DON26BZ01-NV010 — E-2D Large Language Model Entity (ELLMENT)
Award Maximum: $140,000 (Base) / $100,000 (Option) Period of Performance: 6 months (Base) + 6 months (Option) Phase Type: Phase I
OBJECTIVE: Develop and implement a traceable, explainable, referenced, and reasoned Large Language Model (LLM) that functions as an on-demand Natural Language Processing (NLP) decision-support assistant for Naval Flight Officers (NFOs) and mission crew aboard a carrier-based, all weather, tactical battle management, airborne early warning, and command and control aircraft.
DESCRIPTION: Artificial Intelligence/Machine Learning (AI/ML) technologies are transforming how complex data is understood and acted upon in operational environments. This SBIR topic seeks to explore the development of a domain-specific LLM system to support rapid insight generation from structured and unstructured documents (e.g., Tactics, Techniques, and Procedures [TTPs]), mission logs, communications, and other high-volume data sources relevant to tactical operations.
The goal is to deliver a modular, self-contained AI/NLP solution that can assist NFOs and mission crew by summarizing, reasoning over, and extracting meaning from dense operational material in real time. This LLM must be specifically designed to operate in a stand-alone configuration in accordance with information assurance policies, with mechanisms for traceability, where the information came from and how is it connecting to the goal, source attribution, and model transparency. The system must also support future extensibility to multi-modal data ingestion.
Work produced in Phase II may become classified.

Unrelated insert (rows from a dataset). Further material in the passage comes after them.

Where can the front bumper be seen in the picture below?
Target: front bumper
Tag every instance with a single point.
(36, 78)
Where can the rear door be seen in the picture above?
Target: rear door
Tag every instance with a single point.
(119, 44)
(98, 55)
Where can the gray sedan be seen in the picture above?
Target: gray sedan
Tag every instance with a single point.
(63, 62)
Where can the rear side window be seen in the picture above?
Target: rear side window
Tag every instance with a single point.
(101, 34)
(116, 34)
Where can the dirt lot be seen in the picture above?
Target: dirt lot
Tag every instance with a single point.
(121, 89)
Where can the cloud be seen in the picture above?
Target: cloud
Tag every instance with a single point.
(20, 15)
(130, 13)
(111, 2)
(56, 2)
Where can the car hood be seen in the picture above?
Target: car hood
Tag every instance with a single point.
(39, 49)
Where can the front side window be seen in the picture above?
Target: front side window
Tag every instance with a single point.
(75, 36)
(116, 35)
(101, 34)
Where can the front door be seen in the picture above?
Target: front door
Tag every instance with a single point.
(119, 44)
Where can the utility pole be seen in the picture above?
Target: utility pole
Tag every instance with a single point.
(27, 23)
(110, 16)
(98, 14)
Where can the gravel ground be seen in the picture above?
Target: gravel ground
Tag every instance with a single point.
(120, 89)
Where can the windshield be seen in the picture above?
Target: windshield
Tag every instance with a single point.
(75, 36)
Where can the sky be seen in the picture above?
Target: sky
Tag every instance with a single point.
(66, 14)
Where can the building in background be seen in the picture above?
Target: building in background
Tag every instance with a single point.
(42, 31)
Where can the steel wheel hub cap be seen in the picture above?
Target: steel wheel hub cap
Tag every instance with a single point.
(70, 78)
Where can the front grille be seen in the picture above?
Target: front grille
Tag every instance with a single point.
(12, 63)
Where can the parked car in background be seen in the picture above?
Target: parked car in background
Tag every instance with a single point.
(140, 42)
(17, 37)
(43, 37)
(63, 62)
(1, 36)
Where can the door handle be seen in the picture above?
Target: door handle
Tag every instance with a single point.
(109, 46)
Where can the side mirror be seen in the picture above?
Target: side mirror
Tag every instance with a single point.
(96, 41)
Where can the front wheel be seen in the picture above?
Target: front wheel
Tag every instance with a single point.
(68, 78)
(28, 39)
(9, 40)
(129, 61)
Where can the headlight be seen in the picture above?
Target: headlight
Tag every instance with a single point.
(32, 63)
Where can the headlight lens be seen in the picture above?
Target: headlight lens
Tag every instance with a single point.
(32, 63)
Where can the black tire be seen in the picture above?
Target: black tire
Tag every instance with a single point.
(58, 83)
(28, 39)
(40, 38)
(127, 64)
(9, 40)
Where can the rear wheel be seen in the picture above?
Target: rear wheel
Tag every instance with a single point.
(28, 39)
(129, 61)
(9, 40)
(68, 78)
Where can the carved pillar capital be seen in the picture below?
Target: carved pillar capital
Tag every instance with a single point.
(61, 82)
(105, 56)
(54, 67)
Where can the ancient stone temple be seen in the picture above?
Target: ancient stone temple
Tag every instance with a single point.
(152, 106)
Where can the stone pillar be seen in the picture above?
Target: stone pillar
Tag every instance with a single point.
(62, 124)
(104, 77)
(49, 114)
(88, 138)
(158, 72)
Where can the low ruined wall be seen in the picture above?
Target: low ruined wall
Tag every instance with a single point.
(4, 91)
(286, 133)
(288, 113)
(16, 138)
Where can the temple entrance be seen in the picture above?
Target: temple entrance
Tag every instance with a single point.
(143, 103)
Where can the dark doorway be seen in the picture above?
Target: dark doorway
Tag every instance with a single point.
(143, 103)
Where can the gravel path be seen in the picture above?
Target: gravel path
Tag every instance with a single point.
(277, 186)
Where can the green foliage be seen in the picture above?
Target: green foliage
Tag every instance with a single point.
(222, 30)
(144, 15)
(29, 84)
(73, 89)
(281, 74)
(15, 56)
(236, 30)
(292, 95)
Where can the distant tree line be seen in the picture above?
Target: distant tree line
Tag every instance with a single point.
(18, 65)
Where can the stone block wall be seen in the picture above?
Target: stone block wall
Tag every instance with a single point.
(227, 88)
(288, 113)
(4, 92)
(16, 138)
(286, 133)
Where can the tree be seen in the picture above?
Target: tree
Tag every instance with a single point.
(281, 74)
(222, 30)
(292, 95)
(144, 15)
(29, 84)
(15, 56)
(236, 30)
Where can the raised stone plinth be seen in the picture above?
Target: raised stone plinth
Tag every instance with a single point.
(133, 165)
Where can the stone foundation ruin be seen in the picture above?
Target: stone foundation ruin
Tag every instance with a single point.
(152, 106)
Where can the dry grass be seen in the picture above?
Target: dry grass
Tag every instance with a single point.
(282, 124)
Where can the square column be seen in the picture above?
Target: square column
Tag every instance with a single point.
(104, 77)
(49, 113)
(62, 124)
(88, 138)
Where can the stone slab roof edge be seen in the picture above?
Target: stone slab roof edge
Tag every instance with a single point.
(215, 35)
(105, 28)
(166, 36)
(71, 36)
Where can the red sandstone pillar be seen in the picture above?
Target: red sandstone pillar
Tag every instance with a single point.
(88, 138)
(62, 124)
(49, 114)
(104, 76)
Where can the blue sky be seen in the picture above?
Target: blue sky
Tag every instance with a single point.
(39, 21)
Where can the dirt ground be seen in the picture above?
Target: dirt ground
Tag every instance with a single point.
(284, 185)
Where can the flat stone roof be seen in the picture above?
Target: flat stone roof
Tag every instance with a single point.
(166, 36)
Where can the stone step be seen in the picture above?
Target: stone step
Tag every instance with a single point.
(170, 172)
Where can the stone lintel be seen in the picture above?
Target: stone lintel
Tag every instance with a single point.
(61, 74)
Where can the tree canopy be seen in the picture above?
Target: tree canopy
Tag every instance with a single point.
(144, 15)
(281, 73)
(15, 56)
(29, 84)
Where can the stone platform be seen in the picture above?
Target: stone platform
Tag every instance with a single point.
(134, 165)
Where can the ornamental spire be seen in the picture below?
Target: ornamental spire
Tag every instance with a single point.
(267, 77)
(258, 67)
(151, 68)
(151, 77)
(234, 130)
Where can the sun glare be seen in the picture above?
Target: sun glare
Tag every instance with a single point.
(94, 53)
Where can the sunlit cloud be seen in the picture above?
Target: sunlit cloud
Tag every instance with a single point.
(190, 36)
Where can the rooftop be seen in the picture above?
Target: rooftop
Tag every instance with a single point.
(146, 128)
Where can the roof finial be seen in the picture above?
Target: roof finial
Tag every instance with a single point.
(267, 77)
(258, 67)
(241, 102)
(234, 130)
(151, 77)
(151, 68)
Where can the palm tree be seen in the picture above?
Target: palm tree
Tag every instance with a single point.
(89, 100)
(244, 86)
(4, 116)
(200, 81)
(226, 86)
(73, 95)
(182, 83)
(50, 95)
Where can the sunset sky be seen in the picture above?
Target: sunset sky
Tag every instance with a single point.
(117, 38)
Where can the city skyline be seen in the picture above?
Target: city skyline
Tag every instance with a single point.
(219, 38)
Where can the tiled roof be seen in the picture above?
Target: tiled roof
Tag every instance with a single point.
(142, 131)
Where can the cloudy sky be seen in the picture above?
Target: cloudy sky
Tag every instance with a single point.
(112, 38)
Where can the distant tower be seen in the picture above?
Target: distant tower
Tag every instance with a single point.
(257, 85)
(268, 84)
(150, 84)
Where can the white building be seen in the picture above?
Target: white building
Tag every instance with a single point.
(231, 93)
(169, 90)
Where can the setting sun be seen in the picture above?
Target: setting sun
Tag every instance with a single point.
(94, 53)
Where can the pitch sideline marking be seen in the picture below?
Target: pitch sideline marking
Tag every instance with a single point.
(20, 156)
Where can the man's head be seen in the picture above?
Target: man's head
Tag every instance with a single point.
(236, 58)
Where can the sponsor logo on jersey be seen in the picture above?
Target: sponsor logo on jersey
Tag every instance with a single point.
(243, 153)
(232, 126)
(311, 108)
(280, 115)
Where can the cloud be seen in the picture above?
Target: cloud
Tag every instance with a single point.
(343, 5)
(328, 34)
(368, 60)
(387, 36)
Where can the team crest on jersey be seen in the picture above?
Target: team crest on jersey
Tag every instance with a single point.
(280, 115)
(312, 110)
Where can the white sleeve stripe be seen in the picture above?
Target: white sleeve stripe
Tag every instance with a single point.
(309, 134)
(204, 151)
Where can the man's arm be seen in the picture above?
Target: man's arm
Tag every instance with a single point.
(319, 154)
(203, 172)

PHASE I: Define and develop the foundational architecture and baseline capability for implementing Large Language Model Operations (LLMOps) in support of mission decision-aid tools for the E-2D platform. Activities include: (1) Security, Ethics, and Data Governance Planning — collaborate with relevant Navy civilian representatives to establish appropriate data classification levels, define a cybersecurity framework, and incorporate an ethical AI governance structure; (2) LLM Selection and Mission Alignment — select an appropriate LLM architecture based on mission-specific demands, with consideration for performance in tactical and technical language domains, model transparency and explainability, and compatibility with in-theater deployment constraints; (3) Corpus Curation and Model Training — train the selected LLM on an aircraft relevant corpus including mission-specific TTPs, doctrine documents, and communication logs, using prompt engineering, fine-tuning, and Retrieval-Augmented Generation (RAG); (4) Evaluation and Output Validation — assess model performance using a comprehensive metrics suite including response accuracy, relevance, bias detection, and trustworthiness; (5) Deployment Pathways and Phase II Readiness — evaluate and down-select hardware and software deployment options and develop a baseline implementation roadmap.
PHASE II: The developed LLM will be deployed to a stand-alone laboratory environment for rigorous evaluation in an Operator-in-the-Loop (OITL) configuration. NFOs and mission operators will engage with the LLM across representative command and control mission scenarios. Subject Matter Experts will conduct structured evaluations using predefined metrics. To support future scale-up, candidate computing architectures will be assessed, including emerging platforms such as quantum-accelerated processing. A lifecycle monitoring framework will also be established. Work in Phase II may become classified.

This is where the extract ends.